You’ve done your thesis plan. You’ve written for weeks. And weeks. But now, despite your very best planning, you find yourself at a point where that carefully thought out thesis road map no longer seems to work. This apparent catastrophe may happen before the first draft of the thesis is finished, it may be at the end of a second or third draft.
Being dissatisfied with how the writing has panned out happens to book writers too. They often end up rewriting. Rewriting because it was crystal clear the text as initially conceived in their book proposal just wasn’t going anywhere.
There are many reasons why you get to an oh no, what’s going on here crunch in a big text. That sinking feeling that something in the writing isn’t quite working.
Often new ideas just emerge while you’re writing, and this changes everything. But equally, maybe the results of the original plan have turned out to be something other than you’d hoped for. It all seemed so wonderful when you imagined it. And now… not working at all. Nope.
It’s time for some serious revision and restructuring.
Don’t despair. At this point it helps to know that this happens often. Having to restructure a big text is not a sign that you’re hopeless, or that you won’t produce a finished text. It’s just that this sometimes happens. To lots of us.
And it’s miles better to sort the not working text out as soon as possible, rather than doing the proverbial close your eyes and pretend it’s not there.
Having the reader at the forefront of your mind as you are considering restructuring is important. It’s often the key to making the decisions about what to do. How will the reader encounter the text? What do they need to know, and when, in order to make sense of the argument you are making, the story you are telling ? Now you have your reader in sight you’re ready to revise by restructuring.
Restructuring moves for a troublesome text include the following:
Sometimes cumbersome chapters are actually two chapters in one. Separating out two halves in tension and dealing with them as separate moves can restore flow and logic to the overall argument.
Sometimes chapters are too slight to stand well on their own. While they have the prerequisite number of words, they are fluffy and need more substance. If there are two chapters that seem to work together, then it’s often worthwhile having a go at putting them together. Maybe reducing the amount in each of them, and joining them together, will make them both work better. United we stand and all that.
Very often, things that are initially an element of one chapter seem out of sorts with everything else. It is not at all uncommon in a big text like a book or a thesis for writers to move sections of chapters around, often from one end of the text to another, in order to make the overall flow and reasoning work better. Two types of remixing are particularly common:
It can be important to introduce an idea early on so that it can be called on later. This is particularly the case in theses where there are key ideas from literatures and/or theory that are needed in the analysis and/or discussion. It is often better to put these early on in the text, and then remind the reader of their key points, as you put them to work in later chapters. However, if you write the results chapters first, which many people do, you may find that you need to write these ideas out at that stage, and in full, in conjunction with the analysis and discussion.
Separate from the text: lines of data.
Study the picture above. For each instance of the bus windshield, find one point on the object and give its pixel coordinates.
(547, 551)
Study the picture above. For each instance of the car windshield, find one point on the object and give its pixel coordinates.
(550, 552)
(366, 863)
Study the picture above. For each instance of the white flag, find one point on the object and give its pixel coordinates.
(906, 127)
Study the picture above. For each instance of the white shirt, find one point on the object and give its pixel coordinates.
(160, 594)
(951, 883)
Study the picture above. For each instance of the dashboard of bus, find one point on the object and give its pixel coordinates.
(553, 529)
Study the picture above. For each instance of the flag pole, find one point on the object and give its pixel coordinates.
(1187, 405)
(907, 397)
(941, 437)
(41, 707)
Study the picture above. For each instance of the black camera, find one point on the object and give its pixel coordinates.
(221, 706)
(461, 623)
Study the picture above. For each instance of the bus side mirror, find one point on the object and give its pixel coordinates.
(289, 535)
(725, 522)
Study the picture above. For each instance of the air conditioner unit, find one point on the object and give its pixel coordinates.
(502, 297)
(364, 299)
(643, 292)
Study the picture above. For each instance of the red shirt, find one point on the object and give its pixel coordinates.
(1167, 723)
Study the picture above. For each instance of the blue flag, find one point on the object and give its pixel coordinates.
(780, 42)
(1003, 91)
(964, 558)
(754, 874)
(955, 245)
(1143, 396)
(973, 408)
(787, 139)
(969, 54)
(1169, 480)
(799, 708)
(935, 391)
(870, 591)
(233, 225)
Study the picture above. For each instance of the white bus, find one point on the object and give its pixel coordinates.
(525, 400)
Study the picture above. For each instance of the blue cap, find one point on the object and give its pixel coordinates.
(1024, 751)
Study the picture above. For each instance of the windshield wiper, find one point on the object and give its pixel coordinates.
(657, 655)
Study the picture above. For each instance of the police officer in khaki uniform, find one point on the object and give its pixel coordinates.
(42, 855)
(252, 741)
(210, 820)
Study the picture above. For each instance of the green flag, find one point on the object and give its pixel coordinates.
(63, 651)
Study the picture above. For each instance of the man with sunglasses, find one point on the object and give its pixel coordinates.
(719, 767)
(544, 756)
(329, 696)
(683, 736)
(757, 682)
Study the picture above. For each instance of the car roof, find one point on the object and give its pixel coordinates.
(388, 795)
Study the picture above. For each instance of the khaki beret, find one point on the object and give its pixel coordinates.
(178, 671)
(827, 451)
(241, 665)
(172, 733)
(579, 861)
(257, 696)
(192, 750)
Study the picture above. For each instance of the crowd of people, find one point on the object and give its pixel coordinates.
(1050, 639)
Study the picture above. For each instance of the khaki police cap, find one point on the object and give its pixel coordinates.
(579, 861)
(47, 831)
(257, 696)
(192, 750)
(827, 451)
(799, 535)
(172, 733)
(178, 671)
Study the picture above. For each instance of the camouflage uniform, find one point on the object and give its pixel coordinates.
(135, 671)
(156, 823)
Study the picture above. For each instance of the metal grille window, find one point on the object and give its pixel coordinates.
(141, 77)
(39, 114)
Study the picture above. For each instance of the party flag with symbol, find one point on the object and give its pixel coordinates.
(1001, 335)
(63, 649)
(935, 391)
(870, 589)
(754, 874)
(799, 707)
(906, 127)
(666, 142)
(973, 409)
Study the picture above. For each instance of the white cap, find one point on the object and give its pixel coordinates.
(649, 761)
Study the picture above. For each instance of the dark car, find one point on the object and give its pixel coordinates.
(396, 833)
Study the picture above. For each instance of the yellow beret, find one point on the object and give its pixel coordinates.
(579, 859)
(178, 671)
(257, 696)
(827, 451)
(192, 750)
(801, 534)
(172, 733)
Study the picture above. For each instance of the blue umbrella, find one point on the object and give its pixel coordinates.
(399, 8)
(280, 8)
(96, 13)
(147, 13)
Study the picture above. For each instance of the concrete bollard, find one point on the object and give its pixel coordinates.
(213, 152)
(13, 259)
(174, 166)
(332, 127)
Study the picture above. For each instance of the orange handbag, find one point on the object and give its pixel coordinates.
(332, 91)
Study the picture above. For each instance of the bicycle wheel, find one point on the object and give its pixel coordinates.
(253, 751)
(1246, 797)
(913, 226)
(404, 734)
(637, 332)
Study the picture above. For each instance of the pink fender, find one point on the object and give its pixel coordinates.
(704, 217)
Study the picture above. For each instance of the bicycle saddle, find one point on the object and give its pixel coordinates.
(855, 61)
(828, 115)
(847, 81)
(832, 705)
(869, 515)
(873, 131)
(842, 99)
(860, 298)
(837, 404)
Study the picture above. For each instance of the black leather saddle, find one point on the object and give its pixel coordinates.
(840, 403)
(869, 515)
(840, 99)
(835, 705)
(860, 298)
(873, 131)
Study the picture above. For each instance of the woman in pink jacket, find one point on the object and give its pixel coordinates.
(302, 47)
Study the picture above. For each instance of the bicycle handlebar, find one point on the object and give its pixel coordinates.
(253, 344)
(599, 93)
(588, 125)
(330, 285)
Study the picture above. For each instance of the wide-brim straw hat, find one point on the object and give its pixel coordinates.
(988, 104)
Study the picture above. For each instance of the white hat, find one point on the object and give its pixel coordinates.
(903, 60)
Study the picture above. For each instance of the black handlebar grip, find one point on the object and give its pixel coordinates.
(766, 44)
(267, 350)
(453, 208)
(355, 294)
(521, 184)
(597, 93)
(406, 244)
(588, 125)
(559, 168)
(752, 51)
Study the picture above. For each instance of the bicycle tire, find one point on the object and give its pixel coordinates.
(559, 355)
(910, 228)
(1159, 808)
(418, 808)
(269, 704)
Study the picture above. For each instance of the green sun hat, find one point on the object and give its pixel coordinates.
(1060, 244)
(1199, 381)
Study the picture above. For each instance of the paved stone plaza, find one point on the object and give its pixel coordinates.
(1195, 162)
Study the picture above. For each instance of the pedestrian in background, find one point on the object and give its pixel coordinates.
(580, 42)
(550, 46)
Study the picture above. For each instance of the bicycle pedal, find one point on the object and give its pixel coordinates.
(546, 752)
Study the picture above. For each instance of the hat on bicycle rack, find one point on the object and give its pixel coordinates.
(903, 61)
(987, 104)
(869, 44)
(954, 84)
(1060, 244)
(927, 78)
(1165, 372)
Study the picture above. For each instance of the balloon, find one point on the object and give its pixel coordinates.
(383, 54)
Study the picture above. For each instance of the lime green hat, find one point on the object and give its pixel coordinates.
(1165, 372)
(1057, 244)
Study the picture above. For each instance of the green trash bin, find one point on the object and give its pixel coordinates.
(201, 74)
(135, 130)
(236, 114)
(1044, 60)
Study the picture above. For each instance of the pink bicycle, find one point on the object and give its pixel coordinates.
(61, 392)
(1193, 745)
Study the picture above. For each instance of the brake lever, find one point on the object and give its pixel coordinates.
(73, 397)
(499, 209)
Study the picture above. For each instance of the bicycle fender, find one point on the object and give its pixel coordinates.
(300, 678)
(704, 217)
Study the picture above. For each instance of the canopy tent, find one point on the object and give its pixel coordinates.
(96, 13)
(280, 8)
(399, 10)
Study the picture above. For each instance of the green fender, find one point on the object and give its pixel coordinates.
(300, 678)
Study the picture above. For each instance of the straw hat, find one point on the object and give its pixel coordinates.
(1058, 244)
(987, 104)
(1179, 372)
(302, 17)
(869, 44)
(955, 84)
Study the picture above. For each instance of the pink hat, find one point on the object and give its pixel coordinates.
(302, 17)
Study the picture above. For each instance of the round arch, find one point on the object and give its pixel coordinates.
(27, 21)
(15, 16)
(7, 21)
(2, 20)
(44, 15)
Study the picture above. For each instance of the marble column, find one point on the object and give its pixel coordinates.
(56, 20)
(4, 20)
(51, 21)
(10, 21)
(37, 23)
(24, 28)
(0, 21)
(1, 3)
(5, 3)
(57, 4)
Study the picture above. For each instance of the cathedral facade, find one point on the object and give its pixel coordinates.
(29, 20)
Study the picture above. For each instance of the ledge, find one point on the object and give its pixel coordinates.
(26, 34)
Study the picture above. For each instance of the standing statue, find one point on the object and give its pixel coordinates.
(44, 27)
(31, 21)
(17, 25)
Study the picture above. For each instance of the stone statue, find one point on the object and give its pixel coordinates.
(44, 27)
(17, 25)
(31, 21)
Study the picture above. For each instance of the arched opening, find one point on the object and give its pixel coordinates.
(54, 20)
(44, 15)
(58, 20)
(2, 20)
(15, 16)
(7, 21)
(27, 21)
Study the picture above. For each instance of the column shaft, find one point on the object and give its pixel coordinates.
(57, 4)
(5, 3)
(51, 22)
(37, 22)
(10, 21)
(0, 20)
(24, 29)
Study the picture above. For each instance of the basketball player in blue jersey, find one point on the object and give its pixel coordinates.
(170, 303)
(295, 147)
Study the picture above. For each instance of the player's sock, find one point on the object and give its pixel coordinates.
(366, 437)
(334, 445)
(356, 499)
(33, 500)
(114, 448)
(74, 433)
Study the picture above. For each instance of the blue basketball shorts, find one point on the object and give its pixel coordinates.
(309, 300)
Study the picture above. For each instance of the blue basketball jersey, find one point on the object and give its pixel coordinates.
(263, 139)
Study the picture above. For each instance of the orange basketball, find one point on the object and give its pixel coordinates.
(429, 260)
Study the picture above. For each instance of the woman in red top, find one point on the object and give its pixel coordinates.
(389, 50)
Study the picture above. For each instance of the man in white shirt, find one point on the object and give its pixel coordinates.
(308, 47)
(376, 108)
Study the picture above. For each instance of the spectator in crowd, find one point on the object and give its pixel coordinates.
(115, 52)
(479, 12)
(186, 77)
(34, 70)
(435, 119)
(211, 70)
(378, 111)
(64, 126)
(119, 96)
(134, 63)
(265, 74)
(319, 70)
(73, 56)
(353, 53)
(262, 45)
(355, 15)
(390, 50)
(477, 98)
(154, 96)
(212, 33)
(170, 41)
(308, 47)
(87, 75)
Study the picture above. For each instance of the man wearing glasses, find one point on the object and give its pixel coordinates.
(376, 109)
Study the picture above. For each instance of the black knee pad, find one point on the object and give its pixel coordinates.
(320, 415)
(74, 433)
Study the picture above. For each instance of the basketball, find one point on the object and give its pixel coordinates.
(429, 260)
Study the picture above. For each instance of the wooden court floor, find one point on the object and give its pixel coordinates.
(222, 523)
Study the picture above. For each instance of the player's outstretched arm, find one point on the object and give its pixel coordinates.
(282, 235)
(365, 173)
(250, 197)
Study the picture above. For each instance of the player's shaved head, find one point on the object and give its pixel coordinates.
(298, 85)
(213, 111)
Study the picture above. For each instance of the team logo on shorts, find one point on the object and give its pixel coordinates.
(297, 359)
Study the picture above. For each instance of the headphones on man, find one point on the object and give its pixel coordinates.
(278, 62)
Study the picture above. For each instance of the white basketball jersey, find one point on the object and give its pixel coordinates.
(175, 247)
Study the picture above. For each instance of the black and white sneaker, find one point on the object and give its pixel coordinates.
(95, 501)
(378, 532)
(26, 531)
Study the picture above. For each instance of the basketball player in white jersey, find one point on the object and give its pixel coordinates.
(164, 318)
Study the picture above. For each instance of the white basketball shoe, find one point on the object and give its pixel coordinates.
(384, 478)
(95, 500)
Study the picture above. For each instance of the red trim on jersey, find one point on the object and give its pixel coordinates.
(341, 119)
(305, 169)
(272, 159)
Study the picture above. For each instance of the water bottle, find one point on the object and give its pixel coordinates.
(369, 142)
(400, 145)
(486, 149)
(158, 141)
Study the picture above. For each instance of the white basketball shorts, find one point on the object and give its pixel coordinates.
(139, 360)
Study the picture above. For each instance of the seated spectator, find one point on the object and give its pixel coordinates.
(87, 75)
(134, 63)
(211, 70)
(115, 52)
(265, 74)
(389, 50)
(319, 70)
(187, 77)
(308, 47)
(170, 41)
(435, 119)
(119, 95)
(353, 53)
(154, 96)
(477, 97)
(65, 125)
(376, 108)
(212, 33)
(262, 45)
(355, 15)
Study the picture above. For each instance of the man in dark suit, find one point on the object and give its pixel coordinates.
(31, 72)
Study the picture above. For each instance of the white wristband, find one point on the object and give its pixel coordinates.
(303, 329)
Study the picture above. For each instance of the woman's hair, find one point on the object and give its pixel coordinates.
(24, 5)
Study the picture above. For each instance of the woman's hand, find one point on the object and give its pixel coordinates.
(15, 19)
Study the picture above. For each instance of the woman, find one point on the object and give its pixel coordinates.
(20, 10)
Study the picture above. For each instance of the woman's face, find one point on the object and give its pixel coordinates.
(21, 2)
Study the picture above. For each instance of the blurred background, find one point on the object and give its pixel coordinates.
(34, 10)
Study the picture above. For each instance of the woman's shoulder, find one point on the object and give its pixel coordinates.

You will then need to move them forward when you come to write the earlier chapters.
(b) Eradicating spoilers
Some thesis writers get into trouble by saying some things too early in the text. For example, it is very tempting to start to use pieces of your data before you actually say how you have produced them. If you do this, you may well leave your reader very confused about what they are reading, and they may also have a profound sense of déjà vu when they come to the chapters where you report your results. If you find you’ve done this when you read through your text, then it’s a good idea to remix your chapters and move the good stuff to later in the thesis. (Of course there are exceptions to this rule, and you have to be the judge whether advance warning data is right for your text, or not).
It’s not at all uncommon to arrive at the end of a text and wonder if the chapters are in the right order. Playing with the order – again – at second or third draft stage is often needed. It may be that you do have the best sequence already, in which place playing around will act as reassurance. But often, if you have a nagging feeling that things are not quite where they ought to be, it will pay off to take a good hard look and do a bit of reshuffling.
Don’t be afraid to do any of these moves with your thesis (or book) draft. Although it might at first feel like you’re going backwards, you are in fact doing major revisions. Revising is not all about cutting and finessing – it’s often rearranging structure to get the very best order of material. And of course you won’t lose your original structure. The beauty of working digitally is that all versions of your text are always available to you at any time.
It’s just important to respond to any nagging feeling you get when you are writing, or when you read back what you’ve written. A good restructure often makes your text a hundred times better.